A Tory councillor has been slammed after she labelled some food bank users "selfish", claiming they spend money of booze and drugs instead of feeding their children.
Coun Julia Lepoidevin, Coventry Council's shadow cabinet member for children’s services, spoke during a debate on food banks during a full council meeting, the Coventry Telegraph reported.
While admitting there was some "genuine need" Lepoidevin said she doubted councilors "never have cases where families make a conscious decision not to pay their rent, their utilities or to provide food for their children because they choose alcohol, drugs and their own selfish needs?"
A Tory councillor has been slammed after she labelled some food bank users "selfish"
Labour councillors heckled as she spoke, but Lepoidevin continued: “There are families that have enough income and make a choice. It might be a shame but it is true and those very families that I describe are the very families that will not engage with our services early and our services then have to pick up the problems through social care.
“This is why we need to know the impact lifestyle choices are having on our children. Until we know that we are never going to know the proper picture.”
Lepoidevin told HuffPost UK after the meeting was reported that she regretted her choice of phrasing. "Let me say that I think that food banks themselves are doing a brilliant job and there was no criticism intended of them. But from a social care perspective, I was trying to say that we need to talk about this issue as well.
"We have to talk about family responsibility, we all know as councillors that there are some awful things that go on, and the Labour councillors have twisted my words. Nobody seems to want to talk about the issues."
Damian Gannon, the Labour councillor in charge of finance, responded by saying: “Councillor Lepoidevin’s comments were, quite frankly, reprehensible.
“Those in poverty aren’t feckless, they aren’t alcoholics or drug users, they aren’t looking for an easy life on benefits – they are hard working people, low income families who are looking to do the best they can for themselves and their families and that’s a fact.”

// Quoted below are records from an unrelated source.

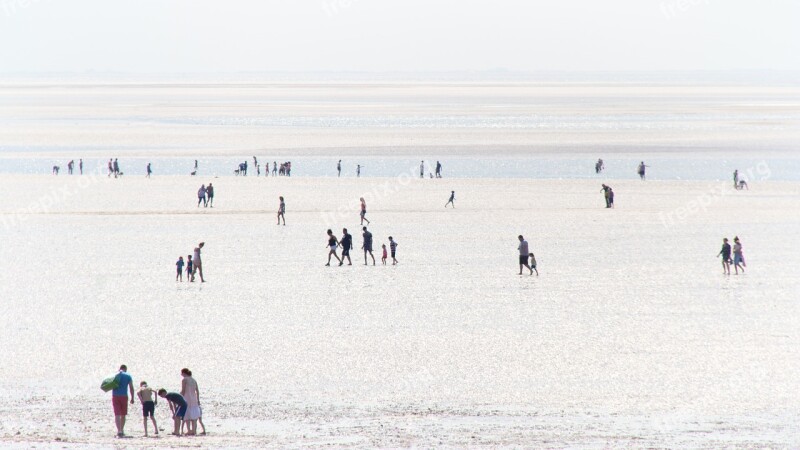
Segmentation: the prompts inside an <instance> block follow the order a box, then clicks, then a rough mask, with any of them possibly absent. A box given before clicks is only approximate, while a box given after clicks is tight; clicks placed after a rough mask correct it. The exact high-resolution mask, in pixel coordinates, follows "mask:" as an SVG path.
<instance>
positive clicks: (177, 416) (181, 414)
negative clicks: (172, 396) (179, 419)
mask: <svg viewBox="0 0 800 450" xmlns="http://www.w3.org/2000/svg"><path fill="white" fill-rule="evenodd" d="M185 415H186V405H183V406H179V407H178V409H177V410H175V417H180V418H181V419H183V416H185Z"/></svg>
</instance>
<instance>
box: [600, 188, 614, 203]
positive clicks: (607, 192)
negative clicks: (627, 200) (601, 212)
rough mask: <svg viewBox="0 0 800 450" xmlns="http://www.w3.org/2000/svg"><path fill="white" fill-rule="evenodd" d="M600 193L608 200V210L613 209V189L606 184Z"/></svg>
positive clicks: (600, 191)
mask: <svg viewBox="0 0 800 450" xmlns="http://www.w3.org/2000/svg"><path fill="white" fill-rule="evenodd" d="M600 192H602V193H603V197H605V199H606V208H611V205H613V202H612V201H611V195H612V194H611V193H612V191H611V188H610V187H608V186H606V185H605V184H604V185H603V187H602V188H600Z"/></svg>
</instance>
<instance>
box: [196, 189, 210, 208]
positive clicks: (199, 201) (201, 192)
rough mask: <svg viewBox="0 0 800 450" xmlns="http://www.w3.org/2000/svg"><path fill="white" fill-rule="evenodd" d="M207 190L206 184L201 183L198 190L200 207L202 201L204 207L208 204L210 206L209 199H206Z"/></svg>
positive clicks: (204, 207)
mask: <svg viewBox="0 0 800 450" xmlns="http://www.w3.org/2000/svg"><path fill="white" fill-rule="evenodd" d="M206 192H207V191H206V185H205V184H203V185H201V186H200V189H198V190H197V207H198V208H199V207H200V203H202V204H203V207H204V208H205V207H206V206H208V200H206Z"/></svg>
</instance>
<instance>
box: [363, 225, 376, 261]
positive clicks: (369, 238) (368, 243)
mask: <svg viewBox="0 0 800 450" xmlns="http://www.w3.org/2000/svg"><path fill="white" fill-rule="evenodd" d="M362 230H363V231H364V233H363V234H362V235H361V237H362V238H364V243H363V244H362V245H361V248H362V249H363V250H364V265H365V266H366V265H367V253H369V256H370V257H372V265H373V266H374V265H375V255H373V254H372V233H370V232H369V231H367V227H363V228H362Z"/></svg>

Gavin Kibble, operations director at Coventry Foodbank, told the local paper: “People come to us because they are referred to us by third party agencies. One of those agencies is the agency for people recovering from addiction to drugs and alcohol. But you can’t do the drink and drugs and just turn up. People are signposted to us through agencies.

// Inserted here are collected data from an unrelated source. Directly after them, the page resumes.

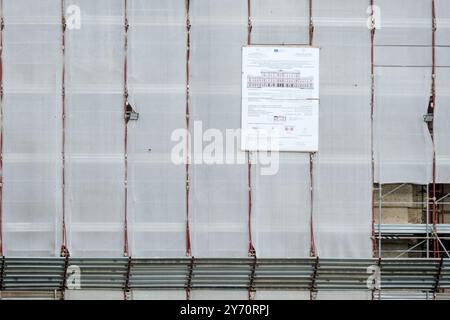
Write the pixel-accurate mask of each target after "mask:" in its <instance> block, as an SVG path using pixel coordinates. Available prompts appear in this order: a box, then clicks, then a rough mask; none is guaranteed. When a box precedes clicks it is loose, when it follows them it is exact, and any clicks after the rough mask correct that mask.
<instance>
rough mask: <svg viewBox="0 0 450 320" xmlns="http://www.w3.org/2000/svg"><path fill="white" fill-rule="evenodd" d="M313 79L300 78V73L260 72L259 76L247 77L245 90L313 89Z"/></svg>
mask: <svg viewBox="0 0 450 320" xmlns="http://www.w3.org/2000/svg"><path fill="white" fill-rule="evenodd" d="M313 83H314V79H313V77H302V76H301V74H300V71H283V70H279V71H261V75H259V76H253V75H248V76H247V88H297V89H309V90H312V89H313V88H314V85H313Z"/></svg>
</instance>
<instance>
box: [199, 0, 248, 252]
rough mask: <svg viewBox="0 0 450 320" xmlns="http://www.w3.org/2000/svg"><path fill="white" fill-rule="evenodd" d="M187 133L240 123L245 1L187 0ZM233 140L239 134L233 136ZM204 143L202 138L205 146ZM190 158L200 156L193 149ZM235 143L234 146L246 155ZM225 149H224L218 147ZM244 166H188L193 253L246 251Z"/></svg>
mask: <svg viewBox="0 0 450 320" xmlns="http://www.w3.org/2000/svg"><path fill="white" fill-rule="evenodd" d="M190 17H191V23H192V29H191V48H192V51H191V54H192V55H191V63H190V66H191V69H190V70H191V71H190V84H191V86H190V101H191V117H190V120H191V135H192V137H193V139H200V140H201V136H200V135H201V132H200V130H197V132H195V131H194V129H195V122H196V121H201V123H198V124H199V125H201V126H202V127H203V132H205V131H206V130H208V129H211V128H214V129H218V130H220V132H222V134H223V135H224V136H225V131H226V130H227V129H238V128H240V125H241V124H240V116H241V48H242V45H244V44H246V41H247V3H246V1H241V0H230V1H208V0H196V1H192V3H191V9H190ZM236 140H238V139H236ZM207 144H209V143H204V146H206V145H207ZM195 147H196V146H195V145H194V143H193V148H194V151H193V154H194V153H195V155H194V156H195V157H197V159H198V157H199V156H200V155H201V151H202V150H199V149H200V148H201V147H199V148H197V150H195ZM239 150H240V146H238V145H236V144H235V146H234V148H233V151H234V152H237V153H238V154H239V157H241V158H243V159H244V160H245V154H244V153H243V152H241V151H239ZM223 153H224V154H225V151H224V152H223ZM247 172H248V171H247V165H246V162H245V161H244V163H242V164H229V165H209V164H207V163H203V164H193V165H191V172H190V175H191V189H190V205H191V206H190V211H191V222H192V224H191V238H192V255H194V256H195V257H245V256H247V251H248V187H247Z"/></svg>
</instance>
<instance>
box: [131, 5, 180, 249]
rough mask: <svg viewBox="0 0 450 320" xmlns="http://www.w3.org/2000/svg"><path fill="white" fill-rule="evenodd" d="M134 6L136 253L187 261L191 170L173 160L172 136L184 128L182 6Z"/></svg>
mask: <svg viewBox="0 0 450 320" xmlns="http://www.w3.org/2000/svg"><path fill="white" fill-rule="evenodd" d="M128 3H129V11H128V16H129V23H130V29H129V50H128V61H129V72H128V82H129V101H130V103H131V104H132V105H133V107H134V108H135V110H136V111H137V112H139V120H138V121H130V122H129V124H128V137H129V140H128V141H129V142H128V156H129V158H128V166H129V179H128V186H129V197H128V210H129V213H130V219H131V222H132V235H131V241H132V244H133V245H132V254H133V256H137V257H141V256H143V257H171V256H183V255H185V249H186V225H185V210H186V195H185V194H186V189H185V167H184V165H182V164H181V165H175V164H173V163H172V161H171V158H170V156H171V148H172V147H173V145H174V142H171V140H170V137H171V134H172V132H173V131H174V130H176V129H179V128H185V126H186V122H185V110H186V99H185V95H186V94H185V92H186V72H185V70H186V19H185V7H184V1H177V0H171V1H166V0H161V1H157V2H155V1H151V2H150V1H145V0H132V1H128Z"/></svg>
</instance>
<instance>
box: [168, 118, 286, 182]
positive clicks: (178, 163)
mask: <svg viewBox="0 0 450 320" xmlns="http://www.w3.org/2000/svg"><path fill="white" fill-rule="evenodd" d="M241 135H242V130H241V129H226V130H225V131H223V130H220V129H217V128H209V129H206V130H204V129H203V123H202V121H194V122H193V127H192V130H187V129H184V128H180V129H176V130H174V131H173V132H172V135H171V141H172V142H174V143H175V145H174V146H173V148H172V151H171V156H170V158H171V161H172V163H173V164H176V165H180V164H194V165H195V164H206V165H236V164H246V163H247V161H248V159H247V155H246V152H245V151H242V150H241V148H240V140H241ZM245 136H249V137H252V141H254V143H253V144H250V145H249V147H250V152H249V157H250V162H251V163H252V164H256V165H257V166H258V168H259V170H260V174H261V175H276V174H277V173H278V170H279V157H280V156H279V152H278V151H277V150H279V141H278V138H277V137H276V135H274V134H273V133H271V134H268V133H266V132H264V131H263V130H248V131H247V132H246V134H245ZM252 150H253V151H252Z"/></svg>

"We have people referred to us from domestic violence agencies, children’s services, debt issues. Are we going to stigmatise every part of society and question every decision they have made before deciding if we help them? We are going down a very dangerous road. Where do we stop?”
According to the Trussell Trust, more than 500,000 people, many children, have required emergency food from the charity, which runs 400 banks, since April.
Alison Inglis-Jones, a trustee of the Trussell Trust, said the councillor's comments were "disappointing" and invited her to visit a local food bank.
"From our experience, these are just not the kind of families we are seeing," she told HuffPost UK. "Food banks are the last resort for people, it's not about getting something for free when you've spent all your money on other things. We hav ea very stringent voucher system in place, people have to be referred to food banks by other agencies."
Tory minister Iain Duncan Smith recently accused the Trust of "scaremongering", whilst attacking it messaging as being "political".
Having refused to meet the leaders of the Trussell Trust, the Work and Pensions Secretary denied claims that the controversial benefit reforms imposed by his government were responsible for the soaring number of people who rely weekly on emergency supplies delivered by food banks.
And last year, Lord Freud, the millionaire Tory minister, told the House of Lords that there is no evidence that the growth of food banks is linked to growing poverty and hunger - merely that people wish to get food for free.
Freud, a Work and Pensions minister, prompted loud jeers from the Opposition benches when he insisted that the food banks were not considered part of the welfare system.